Sin embargo, a través de la diáspora coreana, especialmente en Estados Unidos, y por medio de agentes chinos remunerados, algunos surcoreanos lograron tener noticias de sus familias en el norte.
Asociaciones y organizaciones no gubernamentales se esfuerzan por restablecer los contactos, aunque con mucha prudencia, porque estas acciones pueden resultar peligrosas para los norcoreanos implicados.
Ha Byong Yul, de 52 años, comerciante en Myonggdong, el barrio comercial de Seúl, vio por televisión, al igual que millones de sus compatriotas, las imágenes de la visita presidencial al norte.
«De la misma manera que los dos líderes se reunieron en Pyongyang, todos los coreanos deberían poder viajar libremente de ambos lados de la frontera», añadió Ha.
«Ante todo espero que esta cumbre permita el reencuentro de las familias divididas», afirma Cheung Il Eun, de 43 años, propietario de un pequeño comercio en la ciudad de Kwangju (sur). «Tras la cumbre espero que las cosas mejoren etapa por etapa», añade.

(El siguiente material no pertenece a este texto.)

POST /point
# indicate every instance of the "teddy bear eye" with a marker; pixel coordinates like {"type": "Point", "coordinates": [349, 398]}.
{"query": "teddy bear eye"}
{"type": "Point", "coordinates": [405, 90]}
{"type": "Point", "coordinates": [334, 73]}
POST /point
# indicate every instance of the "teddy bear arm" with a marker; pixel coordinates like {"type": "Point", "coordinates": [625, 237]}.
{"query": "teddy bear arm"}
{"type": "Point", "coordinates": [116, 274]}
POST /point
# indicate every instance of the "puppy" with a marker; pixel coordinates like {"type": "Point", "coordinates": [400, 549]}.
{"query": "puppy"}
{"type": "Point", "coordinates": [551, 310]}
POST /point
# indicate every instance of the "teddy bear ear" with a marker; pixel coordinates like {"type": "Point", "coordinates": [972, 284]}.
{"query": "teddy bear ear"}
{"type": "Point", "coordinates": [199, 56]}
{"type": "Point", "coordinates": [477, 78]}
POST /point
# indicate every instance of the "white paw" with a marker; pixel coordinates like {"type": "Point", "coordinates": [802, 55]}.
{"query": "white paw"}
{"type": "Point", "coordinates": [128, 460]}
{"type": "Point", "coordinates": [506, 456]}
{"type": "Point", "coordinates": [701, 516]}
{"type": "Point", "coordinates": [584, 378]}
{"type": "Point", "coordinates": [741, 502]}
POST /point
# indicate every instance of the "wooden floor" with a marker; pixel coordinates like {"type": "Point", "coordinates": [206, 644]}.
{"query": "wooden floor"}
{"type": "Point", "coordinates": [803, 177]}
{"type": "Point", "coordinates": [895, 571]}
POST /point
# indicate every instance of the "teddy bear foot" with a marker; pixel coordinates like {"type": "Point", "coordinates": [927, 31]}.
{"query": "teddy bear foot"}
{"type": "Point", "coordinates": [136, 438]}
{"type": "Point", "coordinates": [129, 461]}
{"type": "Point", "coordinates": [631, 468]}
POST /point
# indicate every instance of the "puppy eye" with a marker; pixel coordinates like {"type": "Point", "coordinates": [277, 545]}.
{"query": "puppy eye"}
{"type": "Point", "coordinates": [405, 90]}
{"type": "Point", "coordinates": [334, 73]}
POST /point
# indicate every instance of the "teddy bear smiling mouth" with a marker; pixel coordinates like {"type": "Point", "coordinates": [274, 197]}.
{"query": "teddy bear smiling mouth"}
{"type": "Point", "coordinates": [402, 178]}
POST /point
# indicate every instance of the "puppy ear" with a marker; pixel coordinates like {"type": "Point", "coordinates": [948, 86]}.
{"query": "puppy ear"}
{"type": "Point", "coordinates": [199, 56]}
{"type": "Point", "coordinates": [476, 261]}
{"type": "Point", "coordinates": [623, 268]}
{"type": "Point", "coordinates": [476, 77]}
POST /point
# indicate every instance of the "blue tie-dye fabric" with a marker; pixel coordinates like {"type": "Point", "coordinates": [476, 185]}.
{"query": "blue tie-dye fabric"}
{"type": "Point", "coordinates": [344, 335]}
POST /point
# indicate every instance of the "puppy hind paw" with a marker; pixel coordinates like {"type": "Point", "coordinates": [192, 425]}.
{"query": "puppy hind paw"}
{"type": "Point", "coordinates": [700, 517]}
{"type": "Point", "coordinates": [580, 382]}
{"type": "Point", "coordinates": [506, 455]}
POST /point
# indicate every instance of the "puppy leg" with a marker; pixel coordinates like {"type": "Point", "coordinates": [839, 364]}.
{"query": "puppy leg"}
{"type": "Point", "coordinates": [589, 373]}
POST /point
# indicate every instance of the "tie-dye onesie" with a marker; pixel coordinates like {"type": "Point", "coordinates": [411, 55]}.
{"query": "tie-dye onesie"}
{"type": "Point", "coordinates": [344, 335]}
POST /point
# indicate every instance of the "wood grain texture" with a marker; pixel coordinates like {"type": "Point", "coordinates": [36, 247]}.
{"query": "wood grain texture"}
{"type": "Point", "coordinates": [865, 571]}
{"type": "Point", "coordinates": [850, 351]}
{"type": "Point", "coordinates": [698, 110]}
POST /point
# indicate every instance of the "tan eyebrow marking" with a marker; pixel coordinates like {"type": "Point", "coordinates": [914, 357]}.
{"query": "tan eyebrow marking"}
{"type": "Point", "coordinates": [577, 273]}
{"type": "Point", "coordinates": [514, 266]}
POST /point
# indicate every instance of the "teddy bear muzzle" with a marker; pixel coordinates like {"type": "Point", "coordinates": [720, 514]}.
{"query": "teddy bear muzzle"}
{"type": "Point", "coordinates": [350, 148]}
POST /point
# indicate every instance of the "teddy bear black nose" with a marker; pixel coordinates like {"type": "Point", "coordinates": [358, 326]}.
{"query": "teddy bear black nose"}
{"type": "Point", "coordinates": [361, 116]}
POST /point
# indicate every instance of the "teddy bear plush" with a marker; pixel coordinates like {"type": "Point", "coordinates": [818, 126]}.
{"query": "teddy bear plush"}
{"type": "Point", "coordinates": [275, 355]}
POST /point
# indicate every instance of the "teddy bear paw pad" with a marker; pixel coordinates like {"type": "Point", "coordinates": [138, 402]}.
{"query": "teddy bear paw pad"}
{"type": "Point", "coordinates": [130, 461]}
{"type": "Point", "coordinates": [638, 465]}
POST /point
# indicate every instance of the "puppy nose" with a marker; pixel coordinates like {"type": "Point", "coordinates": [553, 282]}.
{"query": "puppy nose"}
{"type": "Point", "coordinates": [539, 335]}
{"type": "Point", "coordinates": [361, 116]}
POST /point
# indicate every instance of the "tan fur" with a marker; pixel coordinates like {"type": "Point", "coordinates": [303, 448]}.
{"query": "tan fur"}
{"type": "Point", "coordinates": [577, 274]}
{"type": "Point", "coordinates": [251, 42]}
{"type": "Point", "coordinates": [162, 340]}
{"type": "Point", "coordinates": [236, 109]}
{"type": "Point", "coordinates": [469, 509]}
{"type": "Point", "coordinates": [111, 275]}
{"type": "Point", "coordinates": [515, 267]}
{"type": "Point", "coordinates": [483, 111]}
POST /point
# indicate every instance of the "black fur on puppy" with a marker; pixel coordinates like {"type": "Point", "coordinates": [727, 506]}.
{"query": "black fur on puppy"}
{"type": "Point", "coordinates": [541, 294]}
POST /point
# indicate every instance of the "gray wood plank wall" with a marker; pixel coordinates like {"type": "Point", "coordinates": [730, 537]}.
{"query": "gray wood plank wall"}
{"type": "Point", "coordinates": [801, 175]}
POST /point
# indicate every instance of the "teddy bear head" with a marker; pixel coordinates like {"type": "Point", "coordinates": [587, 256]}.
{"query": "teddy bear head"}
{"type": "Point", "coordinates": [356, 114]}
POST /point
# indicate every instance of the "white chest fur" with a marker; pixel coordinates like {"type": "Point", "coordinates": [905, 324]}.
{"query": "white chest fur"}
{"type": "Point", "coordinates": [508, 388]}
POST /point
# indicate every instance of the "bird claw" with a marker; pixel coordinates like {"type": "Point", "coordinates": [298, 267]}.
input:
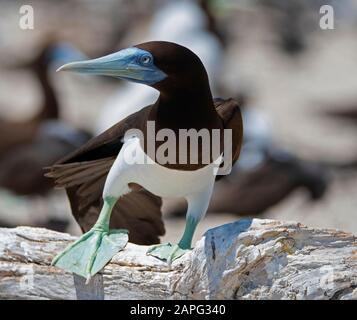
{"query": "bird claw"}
{"type": "Point", "coordinates": [167, 252]}
{"type": "Point", "coordinates": [91, 252]}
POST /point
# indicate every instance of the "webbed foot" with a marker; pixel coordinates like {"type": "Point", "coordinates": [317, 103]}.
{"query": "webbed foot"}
{"type": "Point", "coordinates": [91, 252]}
{"type": "Point", "coordinates": [167, 252]}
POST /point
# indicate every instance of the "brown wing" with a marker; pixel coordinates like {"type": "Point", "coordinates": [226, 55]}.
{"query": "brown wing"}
{"type": "Point", "coordinates": [83, 174]}
{"type": "Point", "coordinates": [231, 116]}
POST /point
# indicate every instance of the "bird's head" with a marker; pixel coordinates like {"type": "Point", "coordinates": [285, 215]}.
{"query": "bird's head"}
{"type": "Point", "coordinates": [159, 64]}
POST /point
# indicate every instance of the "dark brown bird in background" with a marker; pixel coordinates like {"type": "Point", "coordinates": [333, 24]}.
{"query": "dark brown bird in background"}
{"type": "Point", "coordinates": [29, 146]}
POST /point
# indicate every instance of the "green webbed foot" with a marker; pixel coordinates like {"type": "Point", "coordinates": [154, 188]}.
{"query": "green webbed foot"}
{"type": "Point", "coordinates": [167, 252]}
{"type": "Point", "coordinates": [91, 252]}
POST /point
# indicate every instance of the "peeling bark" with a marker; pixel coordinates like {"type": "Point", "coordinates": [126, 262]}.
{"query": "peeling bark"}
{"type": "Point", "coordinates": [247, 259]}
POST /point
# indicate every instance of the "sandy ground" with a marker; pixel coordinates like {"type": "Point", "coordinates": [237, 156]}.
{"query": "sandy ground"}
{"type": "Point", "coordinates": [291, 92]}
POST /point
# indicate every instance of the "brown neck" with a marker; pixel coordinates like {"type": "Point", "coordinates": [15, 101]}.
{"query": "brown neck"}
{"type": "Point", "coordinates": [186, 108]}
{"type": "Point", "coordinates": [50, 108]}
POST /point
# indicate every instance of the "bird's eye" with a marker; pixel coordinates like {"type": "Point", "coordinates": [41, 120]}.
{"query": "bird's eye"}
{"type": "Point", "coordinates": [145, 59]}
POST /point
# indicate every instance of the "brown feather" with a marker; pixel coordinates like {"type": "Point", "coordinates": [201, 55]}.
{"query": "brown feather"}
{"type": "Point", "coordinates": [83, 173]}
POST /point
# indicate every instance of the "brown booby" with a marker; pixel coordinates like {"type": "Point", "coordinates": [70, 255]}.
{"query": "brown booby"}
{"type": "Point", "coordinates": [101, 180]}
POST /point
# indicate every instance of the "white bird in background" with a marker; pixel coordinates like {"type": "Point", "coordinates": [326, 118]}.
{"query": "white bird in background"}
{"type": "Point", "coordinates": [182, 22]}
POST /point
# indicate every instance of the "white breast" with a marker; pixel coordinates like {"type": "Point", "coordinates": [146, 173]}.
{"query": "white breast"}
{"type": "Point", "coordinates": [164, 182]}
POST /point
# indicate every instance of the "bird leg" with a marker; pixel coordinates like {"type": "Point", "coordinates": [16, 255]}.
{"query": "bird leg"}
{"type": "Point", "coordinates": [170, 252]}
{"type": "Point", "coordinates": [94, 249]}
{"type": "Point", "coordinates": [197, 207]}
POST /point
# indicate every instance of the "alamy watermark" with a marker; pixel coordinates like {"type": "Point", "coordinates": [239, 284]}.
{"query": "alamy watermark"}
{"type": "Point", "coordinates": [27, 17]}
{"type": "Point", "coordinates": [327, 19]}
{"type": "Point", "coordinates": [187, 147]}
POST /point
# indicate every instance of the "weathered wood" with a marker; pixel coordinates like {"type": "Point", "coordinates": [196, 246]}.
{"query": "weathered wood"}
{"type": "Point", "coordinates": [248, 259]}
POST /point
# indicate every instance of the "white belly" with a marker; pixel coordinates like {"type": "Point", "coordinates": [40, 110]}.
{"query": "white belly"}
{"type": "Point", "coordinates": [158, 179]}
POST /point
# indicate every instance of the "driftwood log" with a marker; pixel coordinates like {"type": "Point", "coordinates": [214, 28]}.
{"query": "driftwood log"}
{"type": "Point", "coordinates": [247, 259]}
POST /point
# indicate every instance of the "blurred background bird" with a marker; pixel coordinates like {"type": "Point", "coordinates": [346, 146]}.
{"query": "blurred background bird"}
{"type": "Point", "coordinates": [295, 82]}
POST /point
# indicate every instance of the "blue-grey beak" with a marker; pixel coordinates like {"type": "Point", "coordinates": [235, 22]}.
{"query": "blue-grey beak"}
{"type": "Point", "coordinates": [131, 64]}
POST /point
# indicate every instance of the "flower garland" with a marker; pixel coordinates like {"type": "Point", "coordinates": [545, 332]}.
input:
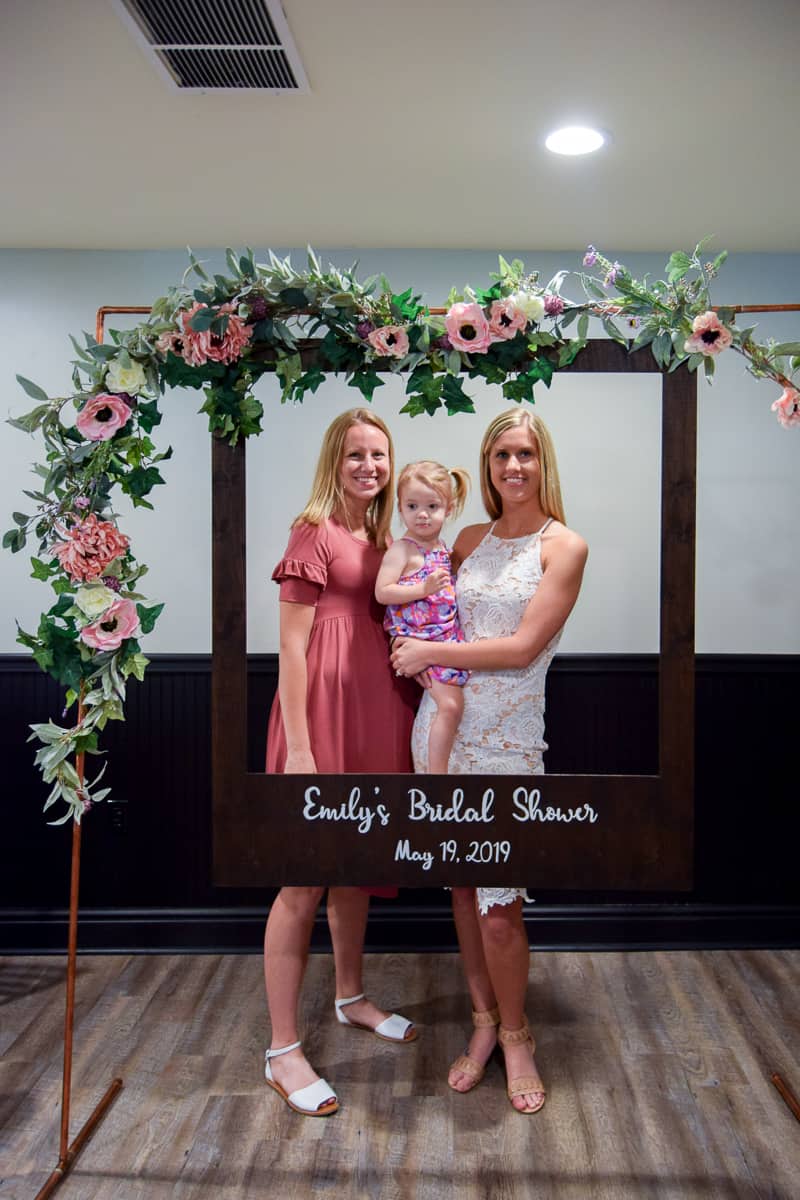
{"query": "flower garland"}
{"type": "Point", "coordinates": [221, 335]}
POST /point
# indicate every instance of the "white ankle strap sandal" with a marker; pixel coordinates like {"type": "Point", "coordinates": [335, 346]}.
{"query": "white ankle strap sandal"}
{"type": "Point", "coordinates": [392, 1029]}
{"type": "Point", "coordinates": [317, 1099]}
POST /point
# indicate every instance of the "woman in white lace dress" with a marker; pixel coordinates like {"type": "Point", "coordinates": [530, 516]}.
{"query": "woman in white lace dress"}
{"type": "Point", "coordinates": [518, 577]}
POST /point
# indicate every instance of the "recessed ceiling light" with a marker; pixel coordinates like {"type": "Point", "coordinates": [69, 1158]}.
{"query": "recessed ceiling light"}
{"type": "Point", "coordinates": [575, 139]}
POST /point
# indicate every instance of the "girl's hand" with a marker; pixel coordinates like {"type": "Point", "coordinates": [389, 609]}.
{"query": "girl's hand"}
{"type": "Point", "coordinates": [300, 762]}
{"type": "Point", "coordinates": [413, 655]}
{"type": "Point", "coordinates": [435, 581]}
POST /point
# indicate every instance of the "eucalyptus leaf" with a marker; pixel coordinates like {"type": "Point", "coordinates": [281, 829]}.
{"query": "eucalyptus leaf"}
{"type": "Point", "coordinates": [32, 389]}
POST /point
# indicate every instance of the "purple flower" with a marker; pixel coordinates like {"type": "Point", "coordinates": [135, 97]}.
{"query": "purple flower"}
{"type": "Point", "coordinates": [553, 304]}
{"type": "Point", "coordinates": [611, 275]}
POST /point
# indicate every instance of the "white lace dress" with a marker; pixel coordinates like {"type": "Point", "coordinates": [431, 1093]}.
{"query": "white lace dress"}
{"type": "Point", "coordinates": [503, 729]}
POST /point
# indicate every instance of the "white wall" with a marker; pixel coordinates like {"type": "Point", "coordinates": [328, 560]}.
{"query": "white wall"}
{"type": "Point", "coordinates": [606, 430]}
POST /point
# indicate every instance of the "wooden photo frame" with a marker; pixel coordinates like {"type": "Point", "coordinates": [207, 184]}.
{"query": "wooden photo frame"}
{"type": "Point", "coordinates": [572, 832]}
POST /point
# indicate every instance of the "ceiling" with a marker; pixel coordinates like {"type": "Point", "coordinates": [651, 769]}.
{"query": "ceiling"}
{"type": "Point", "coordinates": [423, 127]}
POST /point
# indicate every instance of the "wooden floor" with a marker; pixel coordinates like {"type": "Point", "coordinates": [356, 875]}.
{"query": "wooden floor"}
{"type": "Point", "coordinates": [657, 1066]}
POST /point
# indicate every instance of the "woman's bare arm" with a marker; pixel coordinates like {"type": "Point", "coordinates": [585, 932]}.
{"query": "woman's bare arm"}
{"type": "Point", "coordinates": [395, 563]}
{"type": "Point", "coordinates": [545, 615]}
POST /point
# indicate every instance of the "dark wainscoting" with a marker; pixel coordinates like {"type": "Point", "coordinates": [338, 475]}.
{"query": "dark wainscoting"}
{"type": "Point", "coordinates": [145, 881]}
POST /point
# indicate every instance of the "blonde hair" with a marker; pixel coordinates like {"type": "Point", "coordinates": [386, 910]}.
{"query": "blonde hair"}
{"type": "Point", "coordinates": [326, 495]}
{"type": "Point", "coordinates": [450, 483]}
{"type": "Point", "coordinates": [549, 489]}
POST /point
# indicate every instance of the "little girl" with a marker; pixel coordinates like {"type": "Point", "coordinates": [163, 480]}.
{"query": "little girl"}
{"type": "Point", "coordinates": [415, 582]}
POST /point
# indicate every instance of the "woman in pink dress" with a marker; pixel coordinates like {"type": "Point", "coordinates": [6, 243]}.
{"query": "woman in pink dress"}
{"type": "Point", "coordinates": [340, 709]}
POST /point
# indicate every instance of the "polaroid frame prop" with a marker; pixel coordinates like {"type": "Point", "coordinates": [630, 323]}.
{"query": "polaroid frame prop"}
{"type": "Point", "coordinates": [576, 832]}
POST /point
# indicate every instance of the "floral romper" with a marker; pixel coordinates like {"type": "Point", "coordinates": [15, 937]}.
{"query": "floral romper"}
{"type": "Point", "coordinates": [433, 618]}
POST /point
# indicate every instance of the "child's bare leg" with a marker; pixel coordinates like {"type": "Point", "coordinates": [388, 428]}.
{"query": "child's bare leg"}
{"type": "Point", "coordinates": [450, 706]}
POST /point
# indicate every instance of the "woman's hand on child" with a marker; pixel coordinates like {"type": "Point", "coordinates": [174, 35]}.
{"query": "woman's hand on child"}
{"type": "Point", "coordinates": [435, 581]}
{"type": "Point", "coordinates": [411, 657]}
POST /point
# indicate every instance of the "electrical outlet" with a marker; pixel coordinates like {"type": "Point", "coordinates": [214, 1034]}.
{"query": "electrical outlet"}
{"type": "Point", "coordinates": [119, 817]}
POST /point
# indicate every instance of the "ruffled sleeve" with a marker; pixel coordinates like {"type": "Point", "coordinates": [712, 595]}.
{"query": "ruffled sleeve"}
{"type": "Point", "coordinates": [302, 571]}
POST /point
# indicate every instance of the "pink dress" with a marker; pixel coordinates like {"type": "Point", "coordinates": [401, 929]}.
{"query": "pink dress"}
{"type": "Point", "coordinates": [360, 714]}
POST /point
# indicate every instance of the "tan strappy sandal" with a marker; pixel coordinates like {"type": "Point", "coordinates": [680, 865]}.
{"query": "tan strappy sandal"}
{"type": "Point", "coordinates": [523, 1085]}
{"type": "Point", "coordinates": [468, 1066]}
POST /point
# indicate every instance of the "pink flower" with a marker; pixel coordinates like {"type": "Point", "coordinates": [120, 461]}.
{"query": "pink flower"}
{"type": "Point", "coordinates": [172, 342]}
{"type": "Point", "coordinates": [787, 407]}
{"type": "Point", "coordinates": [203, 346]}
{"type": "Point", "coordinates": [89, 547]}
{"type": "Point", "coordinates": [553, 304]}
{"type": "Point", "coordinates": [102, 415]}
{"type": "Point", "coordinates": [468, 328]}
{"type": "Point", "coordinates": [709, 335]}
{"type": "Point", "coordinates": [390, 341]}
{"type": "Point", "coordinates": [119, 621]}
{"type": "Point", "coordinates": [505, 318]}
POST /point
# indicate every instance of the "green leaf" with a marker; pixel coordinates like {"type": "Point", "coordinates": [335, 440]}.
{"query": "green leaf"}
{"type": "Point", "coordinates": [678, 267]}
{"type": "Point", "coordinates": [30, 421]}
{"type": "Point", "coordinates": [570, 352]}
{"type": "Point", "coordinates": [13, 540]}
{"type": "Point", "coordinates": [366, 382]}
{"type": "Point", "coordinates": [139, 481]}
{"type": "Point", "coordinates": [519, 388]}
{"type": "Point", "coordinates": [148, 415]}
{"type": "Point", "coordinates": [307, 382]}
{"type": "Point", "coordinates": [41, 570]}
{"type": "Point", "coordinates": [455, 397]}
{"type": "Point", "coordinates": [149, 616]}
{"type": "Point", "coordinates": [661, 348]}
{"type": "Point", "coordinates": [294, 298]}
{"type": "Point", "coordinates": [34, 390]}
{"type": "Point", "coordinates": [405, 306]}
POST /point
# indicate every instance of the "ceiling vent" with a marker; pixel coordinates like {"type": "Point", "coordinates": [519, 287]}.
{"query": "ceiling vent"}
{"type": "Point", "coordinates": [217, 45]}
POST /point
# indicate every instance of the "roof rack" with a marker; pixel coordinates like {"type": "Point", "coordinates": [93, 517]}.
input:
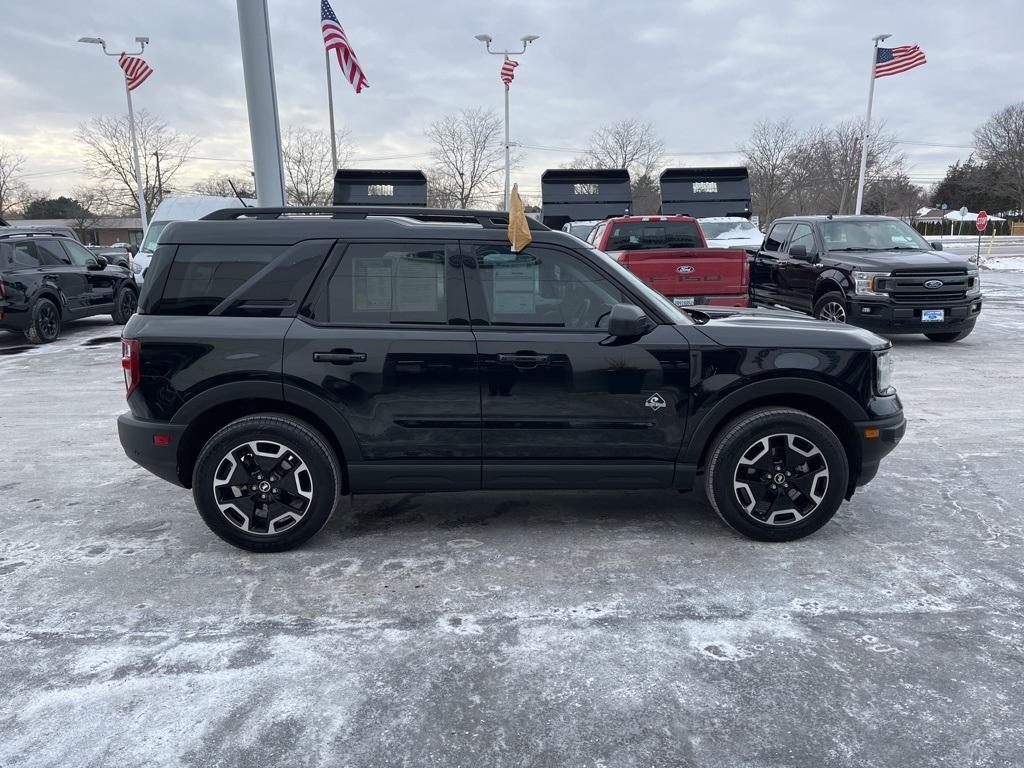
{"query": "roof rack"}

«También los norcoreanos esperan que esta cumbre permita mejorar las relaciones intercoreanas», subraya por su parte el profesor Kim Sun Kwon de la universidad de Kyungbuk en la ciudad de Taegu (sureste) que viajó a Corea del Norte el mes pasado.
Poco antes de su partida de Seúl, transmitida en directo por televisión la mañana del martes, el presidente Kim Dae Jung vivió una escena que ilustra el fuerte deseo de reencuentro de las familias coreanas.
Mientras el jefe de Estado se daba un baño de multitudes justo antes de embarcar en el avión que debía conducirlo al norte, un anciano se le acercó para mostrarle una vieja fotografía en blanco y negro de su familia, que quedó del otro lado de la cortina de hierro coreana.